When the drugging is done in a bar, there are many to share the spoils since the security people, some waiters and sometimes even the manager must be involved. In case the victim reports the theft to the police, the waiters and the manager will deny ever seeing you in the pub.

Conspiracy

And if it happens in lodging rooms, there is likely to be a conspiracy between the guard at the gate or the receptionist. This is because at most lodgings, it is the man who is required to surrender the room’s key either to the security guard or the receptionist.

If the woman wants to be the first to leave, the guard is supposed to get clearance from the man.

If you are drugged, and the woman you were with was cleared by the guard to leave without clearance from you, read conspiracy. The first suspect if you cannot recall the face of the woman is the guard, a source who is privy to the drugging racket revealed.

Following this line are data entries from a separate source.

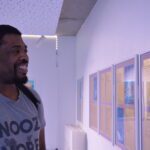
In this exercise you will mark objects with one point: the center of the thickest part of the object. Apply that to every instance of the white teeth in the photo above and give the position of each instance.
(24, 67)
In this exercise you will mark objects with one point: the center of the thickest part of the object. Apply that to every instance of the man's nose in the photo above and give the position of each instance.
(24, 55)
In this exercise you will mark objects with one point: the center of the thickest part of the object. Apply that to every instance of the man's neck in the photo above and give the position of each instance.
(10, 91)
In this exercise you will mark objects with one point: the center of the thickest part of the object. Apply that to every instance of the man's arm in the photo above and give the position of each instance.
(42, 140)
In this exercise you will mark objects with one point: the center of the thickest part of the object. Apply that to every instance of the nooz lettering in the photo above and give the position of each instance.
(14, 128)
(27, 146)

Ben Mwangi says he lost his cash and a phone in a lodging room. After enjoying drinks with a woman he had just met, the two decided to take their friendship to the next level. They hired a room in the lodgings above the bar.

"I woke up to find myself not in the room, but on the pub’s floor," he says. When he tried explaining to the management that he had got drunk in that very bar in the company of a woman and hired a room upstairs, he was treated like a man person or as if he was weak in the head. "They said I was either an idler or even a thief," he says.

The waiter who had served them later whispered to him that he was wasting his time. He was complaining to the very people who had organised the drugging.

"She even confided to me that my phone was sold to the manager at the pub."

According to interviews with men who have been drugged in their own homes, the woman is very thorough. She will steal all the electronics and anything else of value. In this case, the conspirator is a taxi driver somewhere who comes to spirit the goods and the robber away from your house.

That is how it happened to Michael Mugwanja. He says he took a woman he had picked up in a pub to his house.

"I only remember feeling dizzy after just a few moments on the bed. I woke up to find all of my electronics, good clothes and a gas cooker missing. The woman was nowhere to be seen," he says.